Transcrição Fundamentos e técnica da respiração profunda
A respiração diafragmática, também conhecida como respiração profunda ou abdominal, é uma das técnicas de relaxamento mais simples, acessíveis e eficazes para reduzir a ativação fisiológica associada a ansiedade e ao stress.
Baseia-se na utilização do diafragma, um músculo situado por baixo dos pulmões, para respirar mais profundamente e com mais calma.

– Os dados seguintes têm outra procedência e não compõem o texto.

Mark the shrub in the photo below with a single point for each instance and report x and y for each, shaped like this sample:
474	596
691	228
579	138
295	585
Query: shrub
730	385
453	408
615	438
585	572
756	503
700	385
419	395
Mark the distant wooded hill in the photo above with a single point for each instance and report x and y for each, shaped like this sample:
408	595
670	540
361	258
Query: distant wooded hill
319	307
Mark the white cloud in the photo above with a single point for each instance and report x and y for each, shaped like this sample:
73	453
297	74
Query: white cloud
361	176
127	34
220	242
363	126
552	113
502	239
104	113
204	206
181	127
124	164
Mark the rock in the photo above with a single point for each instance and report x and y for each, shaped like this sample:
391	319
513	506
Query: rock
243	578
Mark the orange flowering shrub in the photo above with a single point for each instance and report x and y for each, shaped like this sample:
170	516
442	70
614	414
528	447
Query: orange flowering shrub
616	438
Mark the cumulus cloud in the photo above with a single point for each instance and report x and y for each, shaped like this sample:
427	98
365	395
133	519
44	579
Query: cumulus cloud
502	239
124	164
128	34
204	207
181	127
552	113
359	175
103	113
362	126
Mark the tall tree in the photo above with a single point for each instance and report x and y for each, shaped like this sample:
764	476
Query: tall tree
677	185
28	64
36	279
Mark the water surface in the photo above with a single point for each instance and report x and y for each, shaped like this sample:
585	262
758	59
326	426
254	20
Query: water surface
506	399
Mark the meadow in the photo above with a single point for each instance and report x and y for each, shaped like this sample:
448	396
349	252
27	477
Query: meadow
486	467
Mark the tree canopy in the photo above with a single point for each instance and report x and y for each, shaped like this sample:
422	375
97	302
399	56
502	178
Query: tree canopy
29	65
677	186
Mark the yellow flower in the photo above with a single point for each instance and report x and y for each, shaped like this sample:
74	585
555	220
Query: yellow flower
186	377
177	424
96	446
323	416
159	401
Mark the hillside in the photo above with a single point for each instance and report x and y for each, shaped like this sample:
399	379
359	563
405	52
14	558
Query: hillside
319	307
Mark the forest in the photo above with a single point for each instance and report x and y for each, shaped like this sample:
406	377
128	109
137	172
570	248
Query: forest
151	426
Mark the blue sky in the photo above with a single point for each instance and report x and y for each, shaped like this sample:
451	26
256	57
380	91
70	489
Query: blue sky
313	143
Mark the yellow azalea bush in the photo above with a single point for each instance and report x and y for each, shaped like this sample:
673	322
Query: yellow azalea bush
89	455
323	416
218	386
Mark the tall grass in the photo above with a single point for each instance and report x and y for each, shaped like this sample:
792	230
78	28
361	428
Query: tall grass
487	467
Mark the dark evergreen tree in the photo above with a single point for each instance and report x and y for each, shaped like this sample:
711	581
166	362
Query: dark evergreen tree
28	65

Respiração ansiosa vs. respiração diafragmática
Quando uma pessoa está ansiosa, a sua respiração tende a tornar-se rápida, superficial e torácica (utilizando principalmente a parte superior do tórax).
Este padrão de respiração pode, de facto, exacerbar os sintomas de ansiedade, tais como engasgamento ou palpitações.
A respiração diafragmática, por outro lado, é mais lenta, mais profunda e centra-se no movimento do abdómen.
É o tipo de respiração natural que temos quando estamos relaxados ou quando dormimos.
Ao praticá-lo conscientemente, podemos ativar a resposta de relaxamento do corpo.
Técnica básica de respiração diafragmática
O procedimento para praticar a respiração diafragmática é o seguinte:
- Postura confortável: Encontrar una posición cómoda, ya sea sentado con la espalda recta o acostado boca arriba.
- Colocação das mãos: Colocar una mano sobre el pecho y la otra sobre el abdomen, justo debajo de las costillas. Esto ayuda a tomar conciencia del movimiento respiratorio.
- Inalação nasal lenta e profunda: Inhalar lentamente por la nariz, dirigiendo el aire hacia la parte baja de los pulmones, de manera que la mano colocada sobre el abdomen se eleve notablemente, mientras que la mano sobre el pecho permanece relativamente quieta. Se trata de "llenar el abdomen" de aire.
- Pausa curta (opcional): Se puede realizar una breve pausa después de la inspiración.
- Expiração lenta e controlada: Exhalar lentamente por la boca o la nariz, permitiendo que el abdomen descienda gradualmente. La exhalación suele ser ligeramente más larga que la inspiración.
- Repetição: Repetir este ciclo varias veces, manteniendo un ritmo lento, suave y regular.
Foco e benefícios
Durante a prática, é útil concentrar a atenção nas sensações da respiração: o ar que entra e sai, o movimento do abdómen.
Se a mente divagar, é suavemente trazida de volta para se concentrar na respiração.
A respiração diafragmática ajuda a abrandar o ritmo cardíaco, a reduzir a tensão muscular, a acalmar o sistema nervoso e a induzir um estado de relaxamento geral.
É uma ferramenta que pode ser utilizada em qualquer altura e em qualquer lugar para gerir a ansiedade aguda ou como uma prática regular para reduzir os níveis gerais de stress.